Similarly, we can find that

\gamma (f\rightarrow K{\bar K})=1/2\cdot g_{1}\cdot \cos(\theta )+{\sqrt {1/10}}\cdot g_{T}\cdot \sin(\theta )

(7)

The same decays can be computed for the f^' as well. We now find that

\gamma (f^{{'}}\rightarrow \pi \pi )=-{\sqrt {3/5}}\cdot g_{T}\cdot \cos(\theta )-{\sqrt {3/8}}\cdot g_{1}\cdot \sin(\theta )

(8)

$\gamma (f^{{'}}\rightarrow K{\bar K})={\sqrt {1/10}}\cdot g_{T}\cdot \cos(\theta )-1/2\cdot g_{1}\cdot \sin(\theta )$ (9)

The OZI Rule

We could continue in this regard, computing the decays to pairs of $\eta$ s, but let us stop for a moment, and consider the decay of a pure $s{\bar s}$ state to a pair of pions. We can obtain such a state by considering ideal mixing for equations (6) and (7). Recall that for ideal mixing, $cos(\theta )={\sqrt {2/3}}$ and $sin(\theta )={\sqrt {1/3}}$ . Thus, we find that our f^' becomes pure $s{\bar s}$ in the limit of ideal mixing. Thus, we can take equation (8) and insert the ideal mixing angle to obtain that

\gamma (s{\bar s}\rightarrow \pi \pi )=-{\sqrt {3/5}}\cdot g_{T}\cdot {\sqrt {2/3}}-{\sqrt {3/8}}\cdot g_{1}\cdot {\sqrt {1/3}}

$\gamma (s{\bar s}\rightarrow \pi \pi )=-{\sqrt {2/5}}\cdot g_{T}-{\sqrt {1/8}}\cdot g_{1}$ (10)

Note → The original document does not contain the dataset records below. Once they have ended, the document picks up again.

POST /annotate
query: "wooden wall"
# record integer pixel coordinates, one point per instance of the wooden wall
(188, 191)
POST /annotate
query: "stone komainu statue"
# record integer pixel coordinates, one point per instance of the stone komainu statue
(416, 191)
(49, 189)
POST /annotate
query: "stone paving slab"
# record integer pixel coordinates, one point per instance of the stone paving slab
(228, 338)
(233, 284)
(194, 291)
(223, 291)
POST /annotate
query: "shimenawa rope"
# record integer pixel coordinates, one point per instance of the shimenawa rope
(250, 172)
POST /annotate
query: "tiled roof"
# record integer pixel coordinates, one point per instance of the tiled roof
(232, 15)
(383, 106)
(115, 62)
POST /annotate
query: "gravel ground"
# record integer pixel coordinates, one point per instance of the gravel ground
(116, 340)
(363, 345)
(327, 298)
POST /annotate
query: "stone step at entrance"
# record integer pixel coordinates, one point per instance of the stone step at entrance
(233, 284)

If we examine the diagram for such a decay, it must have an $s{\bar s}$ annihilation into some gluonic state which then couples to $q{\bar q}$ systems of u and d quarks. Processes that rely on such disconnected diagrams are know to be suppressed, and the so-call OZI rule (for Okubo, Zweig and Iizuka) states that such disconnected diagrams are suppressed. In fact, in the limit of no allowed decays, we can set the rate in equation (10) to be zero. This then yields a relation between g₁ and g_T.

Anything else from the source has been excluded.